Une personne qui applique un primaire d'accrochage sur un mur

Quel primaire d’accrochage choisir pour peindre un mur difficile ?

On parle beaucoup du lessivage, mais le primaire d’accrochage reste souvent le grand oublié des travaux de peinture. Pourtant, sur certains supports, il fait toute la différence entre une peinture qui tient des années et une qui cloque au bout de quelques semaines.

À quoi sert vraiment un primaire d’accrochage ?

Un primaire d’accrochage est une couche de préparation appliquée avant la peinture. Son rôle est double : il renforce l’adhérence de la peinture sur le support, et il régule l’absorption pour que la peinture finale s’étale uniformément. Sans lui, un mur trop poreux va « boire » la peinture de manière irrégulière, ce qui donne un résultat terne et hétérogène même après deux couches.

Il ne remplace pas le lessivage sur un mur gras, mais il vient en complément, une fois le support propre et sec. Sur un mur neuf en plâtre ou en béton, il est souvent indispensable dès la première couche.

Vous avez une peinture qui colle pas un mur gras ? Devez-vous lessiver avant ? Lisez notre autre article avant de commencer vos travaux.

Quelles sont les différences entre le primaire universel, bouchepores, fixateur ?

Les rayons bricolage proposent plusieurs types de primaires, et il est facile de s’y perdre. Voici les trois familles principales :

  • Le primaire universel : convient à la majorité des supports intérieurs (plâtre, béton, ancienne peinture). C’est le choix par défaut si vous ne savez pas exactement quel est votre support.
  • Le fixateur-consolidant : destiné aux murs friables, qui s’effritent ou dont l’ancienne peinture est en mauvais état. Il durcit la surface avant toute application.
  • Le bouchepores : utile sur les supports très poreux comme le bois brut ou certains enduits granuleux. Il lisse l’absorption pour éviter de consommer trop de peinture.

Pour un mur de cuisine préalablement lessivé, le primaire universel en phase aqueuse est généralement suffisant. Il s’applique au rouleau comme une peinture et sèche en une à deux heures.

Comment appliquer un primaire d’accrochage sans se tromper ?
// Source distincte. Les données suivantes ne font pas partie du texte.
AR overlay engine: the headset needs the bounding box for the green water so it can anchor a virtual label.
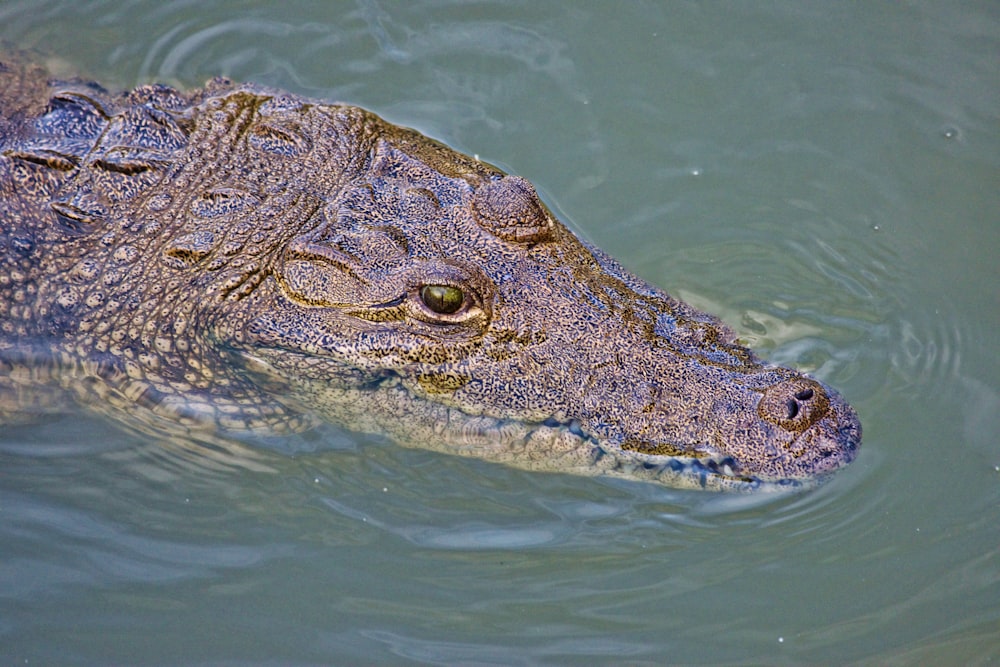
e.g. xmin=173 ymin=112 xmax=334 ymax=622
xmin=0 ymin=1 xmax=1000 ymax=665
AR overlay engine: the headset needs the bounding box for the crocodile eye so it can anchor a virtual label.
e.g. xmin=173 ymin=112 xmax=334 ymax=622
xmin=420 ymin=285 xmax=465 ymax=315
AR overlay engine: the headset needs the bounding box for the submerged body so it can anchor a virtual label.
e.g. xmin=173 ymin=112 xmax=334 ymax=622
xmin=0 ymin=56 xmax=861 ymax=490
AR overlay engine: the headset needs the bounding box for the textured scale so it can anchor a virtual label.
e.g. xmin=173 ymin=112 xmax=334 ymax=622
xmin=0 ymin=54 xmax=861 ymax=490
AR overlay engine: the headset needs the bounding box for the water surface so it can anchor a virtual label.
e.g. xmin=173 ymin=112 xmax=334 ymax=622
xmin=0 ymin=1 xmax=1000 ymax=665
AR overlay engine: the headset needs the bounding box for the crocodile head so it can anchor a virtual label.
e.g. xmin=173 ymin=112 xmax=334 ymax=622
xmin=207 ymin=95 xmax=861 ymax=490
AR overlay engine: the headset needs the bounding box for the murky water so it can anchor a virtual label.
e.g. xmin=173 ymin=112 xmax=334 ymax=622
xmin=0 ymin=0 xmax=1000 ymax=664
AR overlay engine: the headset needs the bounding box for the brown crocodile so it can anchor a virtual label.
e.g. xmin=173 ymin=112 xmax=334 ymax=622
xmin=0 ymin=60 xmax=861 ymax=490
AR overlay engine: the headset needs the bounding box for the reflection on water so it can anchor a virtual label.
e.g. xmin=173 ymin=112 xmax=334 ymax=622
xmin=0 ymin=2 xmax=1000 ymax=664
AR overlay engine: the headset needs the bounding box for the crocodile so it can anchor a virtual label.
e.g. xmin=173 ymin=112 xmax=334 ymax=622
xmin=0 ymin=58 xmax=861 ymax=491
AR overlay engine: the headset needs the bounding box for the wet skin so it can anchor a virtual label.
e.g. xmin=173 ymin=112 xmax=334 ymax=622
xmin=0 ymin=56 xmax=861 ymax=490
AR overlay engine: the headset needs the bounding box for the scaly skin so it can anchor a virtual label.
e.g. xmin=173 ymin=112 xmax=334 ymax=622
xmin=0 ymin=54 xmax=861 ymax=490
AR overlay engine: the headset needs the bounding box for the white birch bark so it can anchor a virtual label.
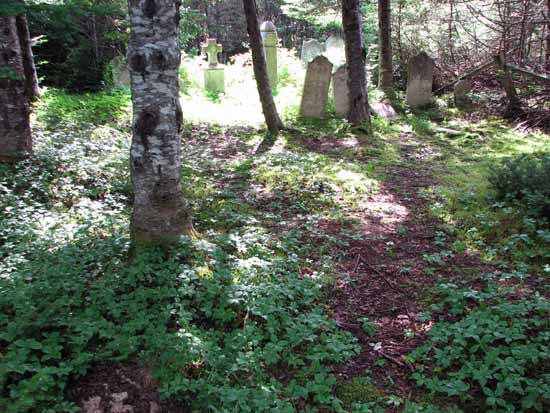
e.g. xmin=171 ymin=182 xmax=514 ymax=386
xmin=0 ymin=16 xmax=32 ymax=162
xmin=128 ymin=0 xmax=191 ymax=245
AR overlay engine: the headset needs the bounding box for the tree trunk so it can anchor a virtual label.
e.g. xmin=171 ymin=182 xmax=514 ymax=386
xmin=16 ymin=8 xmax=40 ymax=101
xmin=495 ymin=53 xmax=522 ymax=118
xmin=447 ymin=0 xmax=456 ymax=64
xmin=128 ymin=0 xmax=192 ymax=246
xmin=243 ymin=0 xmax=284 ymax=135
xmin=378 ymin=0 xmax=393 ymax=91
xmin=342 ymin=0 xmax=370 ymax=125
xmin=0 ymin=16 xmax=32 ymax=162
xmin=546 ymin=0 xmax=550 ymax=70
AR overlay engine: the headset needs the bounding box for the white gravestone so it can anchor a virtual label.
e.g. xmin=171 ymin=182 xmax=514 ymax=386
xmin=300 ymin=56 xmax=332 ymax=119
xmin=202 ymin=39 xmax=225 ymax=93
xmin=406 ymin=52 xmax=434 ymax=107
xmin=332 ymin=65 xmax=349 ymax=118
xmin=260 ymin=21 xmax=279 ymax=89
xmin=302 ymin=39 xmax=325 ymax=64
xmin=325 ymin=36 xmax=346 ymax=68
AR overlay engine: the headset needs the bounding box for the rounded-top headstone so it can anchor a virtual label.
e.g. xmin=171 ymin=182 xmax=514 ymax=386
xmin=302 ymin=39 xmax=325 ymax=63
xmin=454 ymin=79 xmax=472 ymax=98
xmin=406 ymin=52 xmax=434 ymax=107
xmin=260 ymin=20 xmax=277 ymax=32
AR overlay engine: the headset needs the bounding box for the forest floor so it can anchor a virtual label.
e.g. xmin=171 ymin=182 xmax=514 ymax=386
xmin=0 ymin=92 xmax=550 ymax=413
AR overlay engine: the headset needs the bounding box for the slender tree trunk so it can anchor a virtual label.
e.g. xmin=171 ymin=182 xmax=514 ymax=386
xmin=447 ymin=0 xmax=456 ymax=64
xmin=0 ymin=16 xmax=32 ymax=162
xmin=128 ymin=0 xmax=192 ymax=246
xmin=495 ymin=53 xmax=521 ymax=118
xmin=243 ymin=0 xmax=284 ymax=135
xmin=16 ymin=6 xmax=40 ymax=101
xmin=519 ymin=0 xmax=531 ymax=62
xmin=342 ymin=0 xmax=370 ymax=125
xmin=546 ymin=0 xmax=550 ymax=70
xmin=378 ymin=0 xmax=393 ymax=90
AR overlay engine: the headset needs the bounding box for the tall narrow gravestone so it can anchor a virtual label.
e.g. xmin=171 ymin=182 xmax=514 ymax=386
xmin=300 ymin=56 xmax=332 ymax=119
xmin=332 ymin=65 xmax=349 ymax=118
xmin=407 ymin=52 xmax=434 ymax=107
xmin=302 ymin=39 xmax=325 ymax=64
xmin=260 ymin=21 xmax=279 ymax=89
xmin=202 ymin=39 xmax=225 ymax=93
xmin=111 ymin=56 xmax=130 ymax=87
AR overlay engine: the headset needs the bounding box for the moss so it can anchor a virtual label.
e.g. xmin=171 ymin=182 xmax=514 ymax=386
xmin=336 ymin=377 xmax=384 ymax=408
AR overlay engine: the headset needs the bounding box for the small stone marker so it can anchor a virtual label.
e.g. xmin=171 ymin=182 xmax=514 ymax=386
xmin=332 ymin=65 xmax=349 ymax=118
xmin=111 ymin=56 xmax=130 ymax=87
xmin=406 ymin=52 xmax=434 ymax=107
xmin=302 ymin=39 xmax=325 ymax=64
xmin=325 ymin=36 xmax=346 ymax=68
xmin=370 ymin=102 xmax=399 ymax=120
xmin=300 ymin=56 xmax=332 ymax=119
xmin=202 ymin=39 xmax=225 ymax=93
xmin=260 ymin=21 xmax=279 ymax=89
xmin=454 ymin=79 xmax=472 ymax=105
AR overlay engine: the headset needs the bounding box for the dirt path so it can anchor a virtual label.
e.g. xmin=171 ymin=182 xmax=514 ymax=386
xmin=332 ymin=134 xmax=496 ymax=397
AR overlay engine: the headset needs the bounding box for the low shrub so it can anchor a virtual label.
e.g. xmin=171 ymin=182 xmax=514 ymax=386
xmin=410 ymin=284 xmax=550 ymax=413
xmin=37 ymin=89 xmax=132 ymax=129
xmin=489 ymin=153 xmax=550 ymax=218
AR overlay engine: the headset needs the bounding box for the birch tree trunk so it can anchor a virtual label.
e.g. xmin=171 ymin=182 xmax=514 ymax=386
xmin=342 ymin=0 xmax=370 ymax=125
xmin=243 ymin=0 xmax=284 ymax=135
xmin=378 ymin=0 xmax=393 ymax=91
xmin=128 ymin=0 xmax=192 ymax=246
xmin=546 ymin=0 xmax=550 ymax=70
xmin=16 ymin=0 xmax=40 ymax=101
xmin=0 ymin=16 xmax=32 ymax=162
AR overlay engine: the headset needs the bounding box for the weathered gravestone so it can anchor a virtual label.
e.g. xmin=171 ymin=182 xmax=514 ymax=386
xmin=260 ymin=21 xmax=279 ymax=89
xmin=300 ymin=56 xmax=332 ymax=119
xmin=406 ymin=52 xmax=434 ymax=107
xmin=202 ymin=39 xmax=225 ymax=93
xmin=302 ymin=39 xmax=325 ymax=64
xmin=111 ymin=56 xmax=130 ymax=87
xmin=332 ymin=65 xmax=349 ymax=118
xmin=370 ymin=102 xmax=399 ymax=120
xmin=454 ymin=79 xmax=472 ymax=105
xmin=325 ymin=36 xmax=346 ymax=68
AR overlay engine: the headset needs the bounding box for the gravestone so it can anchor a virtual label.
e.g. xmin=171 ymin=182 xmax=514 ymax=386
xmin=260 ymin=21 xmax=279 ymax=89
xmin=332 ymin=65 xmax=349 ymax=118
xmin=325 ymin=36 xmax=346 ymax=69
xmin=302 ymin=39 xmax=325 ymax=64
xmin=111 ymin=56 xmax=130 ymax=87
xmin=370 ymin=102 xmax=399 ymax=120
xmin=454 ymin=79 xmax=472 ymax=105
xmin=202 ymin=39 xmax=225 ymax=93
xmin=300 ymin=56 xmax=332 ymax=119
xmin=406 ymin=52 xmax=434 ymax=107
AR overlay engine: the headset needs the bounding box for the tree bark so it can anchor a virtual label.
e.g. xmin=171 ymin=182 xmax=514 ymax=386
xmin=546 ymin=0 xmax=550 ymax=70
xmin=0 ymin=16 xmax=32 ymax=162
xmin=243 ymin=0 xmax=284 ymax=135
xmin=128 ymin=0 xmax=192 ymax=246
xmin=378 ymin=0 xmax=393 ymax=91
xmin=495 ymin=53 xmax=522 ymax=118
xmin=16 ymin=7 xmax=40 ymax=101
xmin=342 ymin=0 xmax=370 ymax=125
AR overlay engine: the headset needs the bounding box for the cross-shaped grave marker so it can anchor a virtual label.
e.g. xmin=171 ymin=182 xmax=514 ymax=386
xmin=202 ymin=39 xmax=223 ymax=67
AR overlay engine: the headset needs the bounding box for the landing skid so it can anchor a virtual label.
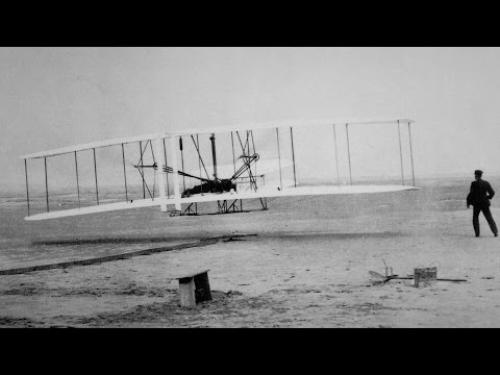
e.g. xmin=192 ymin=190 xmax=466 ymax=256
xmin=170 ymin=198 xmax=268 ymax=216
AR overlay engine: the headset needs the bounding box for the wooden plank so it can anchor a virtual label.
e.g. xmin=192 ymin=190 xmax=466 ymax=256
xmin=179 ymin=277 xmax=196 ymax=308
L’application est simple, mais quelques erreurs sont fréquentes. La première : ne pas laisser sécher suffisamment. Un primaire qui n’est pas sec crée exactement le même problème qu’un mur humide , la peinture ne tient pas. Respectez toujours le temps de séchage indiqué sur le pot, en général entre 2 et 6 heures selon les produits et les conditions ambiantes.

La seconde erreur classique est d’appliquer le primaire sur une surface encore poussiéreuse ou non lessivée. Le primaire ne nettoie pas : il fixe. Si vous l’appliquez sur des résidus gras, vous fixez aussi ces résidus, et la peinture ne tiendra toujours pas. Appliquez le primaire en une seule couche régulière, sans chercher à couvrir parfaitement. Son rôle n’est pas d’apporter de la couleur mais de préparer le support. Une couche fine et bien répartie est largement suffisante dans la majorité des cas.

Est-ce utile de mettre un primaire sur une ancienne peinture brillante ?

Oui, et c’est même l’un des usages les plus courants. Une peinture brillante ou satinée est par définition peu adhérente pour une nouvelle couche. Un léger ponçage suivi d’un primaire d’accrochage permet de créer une surface mat sur laquelle la nouvelle peinture accrochera sans difficulté.

Sans cette étape, vous risquez de voir la nouvelle peinture se rétracter légèrement aux bords des coups de rouleau, ou de constater des zones où la teinte finale est inégale. Le primaire sur brillant évite ces désagréments et réduit le nombre de couches nécessaires pour obtenir un résultat homogène.